Previous research has found that patients testing HPV-positive in head and neck squamous cell carcinoma (HNSCC) have higher survival rates when treated with chemotherapy or radiation therapy. K.R. Unger, MD, of Georgetown University Hospital in Washington, DC, and colleagues sought to investigate whether cetuximab, in combination with radiation therapy, also was associated with improved survival rates in HPV-positive tumor patients.

The study treated twenty HNSCC HPV-positive patients, median age 63 years, with seven to eight weeks of radiation therapy (median dose 72.0 Gy) and 400 mg/m2 load and 250 mg/m2 weekly of cetuximab, with a median of seven cycles. Tumor sites included 12 oropharynx, five larynx, one oral cavity, one hypopharynx and one unknown site.

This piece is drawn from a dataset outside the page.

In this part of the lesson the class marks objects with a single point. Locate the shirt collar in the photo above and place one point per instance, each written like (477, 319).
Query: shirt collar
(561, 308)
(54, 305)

After a median follow-up of 14 months, four patients had died and 13 patients' tumors had progressed. The one-year progression free survival rate was 100 percent for patients with HPV-positive tumors and 31 percent for HPV-negative tumors. Two year progression-free survival rates were 60 percent for HPV-positive tumor-patients and 23 percent for HPV-negative patients.

Overall survival rates were also higher in HPV-positive tumor patients, but these findings were not statistically significant. The researchers did not observe statistically significant differences between overall survival or progression-free survival and tumor stage, tumor or nodal status, primary site or radiotherapy duration.

The authors noted that their findings that HPV-positive tumors demonstrated improved progression-free survival with radiation therapy and cetuximab were "consistent with previous reports that HPV-positive disease has a better prognosis irrespective of the treatment modality."